Archimedean Place (\(r\)): For \(\nu = r\) (\(\mathbb{Q}_r = \mathbb{R}\)), the measure is \(d^\times x = dx / |x|\). The integral is \[ W_r(g) = \PF \int_{\mathbb{R}^\times} g(|x|) |1 - x| \, \frac{dx}{|x|}. \] Splitting into \(|x| < 1\), \(|x| > 1\), and regularizing the singularity at 1 using principal value or Hadamard finite part. This yields terms like \((\log(2\pi) + \gamma) g(1) + \int_1^\infty [g(u) + g(1/u) - 2g(1)/\sqrt{u}] du/u\), matching the gamma factor and Euler constant in the completed zeta function.
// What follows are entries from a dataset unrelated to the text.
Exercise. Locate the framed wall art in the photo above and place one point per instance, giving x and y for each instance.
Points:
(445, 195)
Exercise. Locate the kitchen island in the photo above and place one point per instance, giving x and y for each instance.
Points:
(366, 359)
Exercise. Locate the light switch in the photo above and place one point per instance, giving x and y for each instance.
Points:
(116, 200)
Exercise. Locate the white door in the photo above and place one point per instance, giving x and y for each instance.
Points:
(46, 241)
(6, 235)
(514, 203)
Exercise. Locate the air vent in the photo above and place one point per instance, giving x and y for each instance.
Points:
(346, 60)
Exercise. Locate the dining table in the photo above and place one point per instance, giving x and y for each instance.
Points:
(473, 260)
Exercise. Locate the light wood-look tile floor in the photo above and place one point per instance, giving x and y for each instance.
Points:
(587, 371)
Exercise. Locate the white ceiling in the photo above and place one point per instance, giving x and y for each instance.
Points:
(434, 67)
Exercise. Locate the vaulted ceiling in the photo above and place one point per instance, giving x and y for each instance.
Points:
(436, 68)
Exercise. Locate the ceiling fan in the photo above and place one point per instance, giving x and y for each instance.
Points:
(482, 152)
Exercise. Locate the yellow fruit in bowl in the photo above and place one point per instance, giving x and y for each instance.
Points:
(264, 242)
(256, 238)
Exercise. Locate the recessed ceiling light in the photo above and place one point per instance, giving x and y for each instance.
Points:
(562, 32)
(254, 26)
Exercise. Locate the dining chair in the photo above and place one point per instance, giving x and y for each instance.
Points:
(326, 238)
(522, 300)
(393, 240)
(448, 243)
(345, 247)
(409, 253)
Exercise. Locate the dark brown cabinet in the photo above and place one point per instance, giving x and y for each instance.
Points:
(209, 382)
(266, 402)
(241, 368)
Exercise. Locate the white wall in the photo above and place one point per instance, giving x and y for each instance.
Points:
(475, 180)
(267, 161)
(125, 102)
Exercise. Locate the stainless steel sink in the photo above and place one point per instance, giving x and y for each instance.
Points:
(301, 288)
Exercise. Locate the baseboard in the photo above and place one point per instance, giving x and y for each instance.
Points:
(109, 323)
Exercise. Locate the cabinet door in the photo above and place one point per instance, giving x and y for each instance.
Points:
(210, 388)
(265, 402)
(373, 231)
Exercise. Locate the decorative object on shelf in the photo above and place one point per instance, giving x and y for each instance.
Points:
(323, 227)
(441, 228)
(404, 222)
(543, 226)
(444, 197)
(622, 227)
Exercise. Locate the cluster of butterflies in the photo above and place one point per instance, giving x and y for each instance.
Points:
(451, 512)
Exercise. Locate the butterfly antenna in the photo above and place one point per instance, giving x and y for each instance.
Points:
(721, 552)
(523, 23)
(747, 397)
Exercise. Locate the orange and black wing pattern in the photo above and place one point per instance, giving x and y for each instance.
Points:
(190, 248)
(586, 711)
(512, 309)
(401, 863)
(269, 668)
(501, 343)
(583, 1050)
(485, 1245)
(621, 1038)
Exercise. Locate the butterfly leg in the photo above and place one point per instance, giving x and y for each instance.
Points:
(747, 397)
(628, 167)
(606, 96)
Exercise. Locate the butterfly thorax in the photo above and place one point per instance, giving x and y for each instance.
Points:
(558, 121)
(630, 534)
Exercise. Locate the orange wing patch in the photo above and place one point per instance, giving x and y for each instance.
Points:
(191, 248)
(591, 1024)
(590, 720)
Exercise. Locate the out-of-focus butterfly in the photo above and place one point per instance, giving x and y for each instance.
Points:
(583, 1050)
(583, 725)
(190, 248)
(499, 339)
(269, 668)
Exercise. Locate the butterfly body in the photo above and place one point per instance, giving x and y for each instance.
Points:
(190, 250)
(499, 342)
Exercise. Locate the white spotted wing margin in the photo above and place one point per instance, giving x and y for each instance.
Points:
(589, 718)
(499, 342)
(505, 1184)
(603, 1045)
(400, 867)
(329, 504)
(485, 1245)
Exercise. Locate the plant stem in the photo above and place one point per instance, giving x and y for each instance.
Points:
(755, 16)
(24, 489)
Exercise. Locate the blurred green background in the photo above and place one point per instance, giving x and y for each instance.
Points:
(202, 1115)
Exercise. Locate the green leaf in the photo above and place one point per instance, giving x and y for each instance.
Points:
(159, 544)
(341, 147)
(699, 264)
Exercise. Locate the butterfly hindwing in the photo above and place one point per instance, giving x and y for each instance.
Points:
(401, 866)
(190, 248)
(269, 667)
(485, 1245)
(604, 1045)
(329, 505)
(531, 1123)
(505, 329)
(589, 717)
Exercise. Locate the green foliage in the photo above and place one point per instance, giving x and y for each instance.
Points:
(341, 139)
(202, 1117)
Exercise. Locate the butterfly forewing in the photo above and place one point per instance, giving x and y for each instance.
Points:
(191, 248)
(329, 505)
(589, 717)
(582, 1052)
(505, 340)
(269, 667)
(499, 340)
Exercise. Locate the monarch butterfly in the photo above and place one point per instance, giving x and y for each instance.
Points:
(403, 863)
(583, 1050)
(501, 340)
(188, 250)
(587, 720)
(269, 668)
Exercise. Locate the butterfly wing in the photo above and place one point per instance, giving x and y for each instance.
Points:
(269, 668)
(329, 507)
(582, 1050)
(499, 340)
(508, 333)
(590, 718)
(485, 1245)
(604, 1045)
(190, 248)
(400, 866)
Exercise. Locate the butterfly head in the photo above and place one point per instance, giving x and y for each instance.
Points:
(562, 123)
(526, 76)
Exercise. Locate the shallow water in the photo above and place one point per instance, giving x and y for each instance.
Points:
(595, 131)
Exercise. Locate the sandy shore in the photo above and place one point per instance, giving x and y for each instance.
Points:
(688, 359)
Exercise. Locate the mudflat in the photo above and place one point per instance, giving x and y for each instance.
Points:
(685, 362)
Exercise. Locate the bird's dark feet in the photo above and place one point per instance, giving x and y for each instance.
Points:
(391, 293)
Non-Perturbative Path Integral: Interpret the integral as a sum over "closed paths" (fixed points of the scaling map \(\lambda \cdot j\)). Each fixed locus is a hyperplane in \(A_{\mathbb{Q}}\) where one component vanishes, labeled by places. The contribution per path is the local integral \(W_\nu(g)\), exact without approximation due to the discrete nature of primes and the compactness of \(\mathcal{P}\).
Spectral Side and Stability: Equating to the spectral trace \(\sum_\rho \hat{g}(\rho - 1/2)\) (assuming RH), the balance \(H_{\text{amp}} = H_{\text{decay}}\) enforces that stable eigenstates (zeros) lie on \(\operatorname{Re}(s) = 1/2\), as off-line imbalances cause divergence or collapse.
This trace formula recovers Weil's explicit formula, where the geometric side (primes + real place) equals the spectral side (zeros + poles). The adelic path integral provides a dynamical "why": the primes as fixed points of a flow on \(\mathcal{P}\), with stability on the critical line.